Należy jednak pamiętać, że Polska może zapłacić wysoką cenę, w wyniku realizacji takiej strategii politycznej. Uzależnienie przez Unię Europejską przyznawania środków od przestrzegania rządów prawa ma z założenia chronić obywateli państw przed autorytarnymi zapędami decydentów.
Dla uporządkowania tych działań przyjęto, zgodnie z obowiązującymi procedurami, decyzją zdecydowanej większości unijnych państw członkowskich, rozporządzenie o warunkowości. Ma ono zapewnić stosowanie takich samych reguł względem wszystkich.
Konsekwencje ewentualnego polskiego weta będą dotkliwe dla obywateli na różnych poziomach.
Spośród wielu wymiarów weta warto zwrócić uwagę na jego efekty dla kluczowych aspektów życia społeczno-gospodarczego w naszym kraju.
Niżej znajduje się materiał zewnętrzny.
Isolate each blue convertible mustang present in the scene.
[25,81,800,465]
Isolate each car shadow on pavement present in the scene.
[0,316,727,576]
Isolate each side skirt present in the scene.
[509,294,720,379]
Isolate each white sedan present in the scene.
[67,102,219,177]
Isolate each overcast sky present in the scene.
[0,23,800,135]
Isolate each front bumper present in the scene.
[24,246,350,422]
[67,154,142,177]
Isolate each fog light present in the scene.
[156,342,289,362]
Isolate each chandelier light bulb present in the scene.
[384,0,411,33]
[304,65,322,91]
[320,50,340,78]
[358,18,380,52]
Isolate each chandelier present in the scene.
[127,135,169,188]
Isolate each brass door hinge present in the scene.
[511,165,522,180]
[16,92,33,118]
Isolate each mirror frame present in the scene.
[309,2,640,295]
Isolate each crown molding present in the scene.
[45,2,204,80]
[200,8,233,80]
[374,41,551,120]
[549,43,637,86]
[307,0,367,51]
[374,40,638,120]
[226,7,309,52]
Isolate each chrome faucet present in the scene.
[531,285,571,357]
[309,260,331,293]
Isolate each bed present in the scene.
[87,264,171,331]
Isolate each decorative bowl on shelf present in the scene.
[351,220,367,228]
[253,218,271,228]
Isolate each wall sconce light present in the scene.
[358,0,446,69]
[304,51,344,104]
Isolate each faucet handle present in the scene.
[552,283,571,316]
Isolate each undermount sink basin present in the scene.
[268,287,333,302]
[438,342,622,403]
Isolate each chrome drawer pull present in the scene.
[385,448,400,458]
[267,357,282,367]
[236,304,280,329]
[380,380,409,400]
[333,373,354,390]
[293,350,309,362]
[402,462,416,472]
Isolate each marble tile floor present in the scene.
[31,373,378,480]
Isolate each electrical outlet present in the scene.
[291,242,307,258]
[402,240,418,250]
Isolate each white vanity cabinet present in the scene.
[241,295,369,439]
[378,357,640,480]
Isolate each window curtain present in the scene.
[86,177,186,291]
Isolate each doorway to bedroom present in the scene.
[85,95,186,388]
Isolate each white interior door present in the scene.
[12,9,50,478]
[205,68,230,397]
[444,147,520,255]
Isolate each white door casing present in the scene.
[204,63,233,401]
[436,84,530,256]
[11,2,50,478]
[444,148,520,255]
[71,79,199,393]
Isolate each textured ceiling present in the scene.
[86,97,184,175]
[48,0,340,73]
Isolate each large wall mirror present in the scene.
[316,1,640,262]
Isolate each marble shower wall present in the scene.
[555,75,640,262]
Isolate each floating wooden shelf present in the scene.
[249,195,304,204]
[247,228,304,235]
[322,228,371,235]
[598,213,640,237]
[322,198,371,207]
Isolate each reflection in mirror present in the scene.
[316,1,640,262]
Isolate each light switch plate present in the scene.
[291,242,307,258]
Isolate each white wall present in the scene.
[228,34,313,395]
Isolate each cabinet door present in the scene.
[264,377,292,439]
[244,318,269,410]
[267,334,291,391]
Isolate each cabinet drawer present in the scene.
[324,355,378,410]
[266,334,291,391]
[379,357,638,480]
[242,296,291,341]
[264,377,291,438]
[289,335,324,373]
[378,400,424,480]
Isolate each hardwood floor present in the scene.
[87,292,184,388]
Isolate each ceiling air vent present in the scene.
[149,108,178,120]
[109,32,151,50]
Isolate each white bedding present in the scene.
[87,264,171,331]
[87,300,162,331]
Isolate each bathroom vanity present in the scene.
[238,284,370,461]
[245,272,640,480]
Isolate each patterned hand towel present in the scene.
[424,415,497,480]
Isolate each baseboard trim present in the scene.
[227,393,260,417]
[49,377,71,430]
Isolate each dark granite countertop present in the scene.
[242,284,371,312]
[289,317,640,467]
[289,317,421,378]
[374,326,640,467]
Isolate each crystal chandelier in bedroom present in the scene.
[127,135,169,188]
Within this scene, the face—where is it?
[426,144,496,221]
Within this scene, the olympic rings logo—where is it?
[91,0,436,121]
Zgłoszone weto rozciągnie swoje skutki na kwestię walki ze zmianami klimatycznymi. Ponieważ Polska nie przyłączyła się do celu, jakim uczyniono neutralność klimatyczną Unii Europejskiej do 2050, odrzucenie unijnego budżetu i Funduszu Odbudowy uniemożliwi finansowanie zielonej transformacji w naszym kraju. Zauważmy, że na 50 miast z najbardziej zatrutym powietrzem w Unii Europejskiej aż 36 to miasta polskie. W Polsce dopiero rozpoczyna się rewolucja dekarbonizacyjna, a na wprowadzanie zmian w sposobach wytwarzania energii niezbędne będą środki unijne. Ich finansowanie nie będzie możliwe na podstawie prowizorium budżetowego, które ma być alternatywą dla Wieloletnich Ram Finansowych. Ta kwestia jest ważna dla zdecydowanej większości Polaków. Nie dziwi to skoro w Polsce prawie 50 tysięcy osób umiera rocznie z powodu zanieczyszczenia powietrza.
Weto budżetu może mieć poważne konsekwencje dla cyfrowej modernizacji kraju. Pandemia pokazała pilną potrzebę przyspieszenia cyfryzacji polskiej przestrzeni publicznej. Cyfryzacja całej Europy i możliwość rozwoju gospodarczego po pandemii zostaną wzmocnione dzięki masowej i pełnej implementacji nowych technologii (w tym technologii 5G). Bez unijnego budżetu będą narastały nierówności cyfrowe, stąd tak ważny jest transfer unijnych funduszy do słabszych regionów (m.in. lubelskie) oraz do szkół wykluczonych cyfrowo. W Polsce jest to obszar szczególnie warty dofinansowania.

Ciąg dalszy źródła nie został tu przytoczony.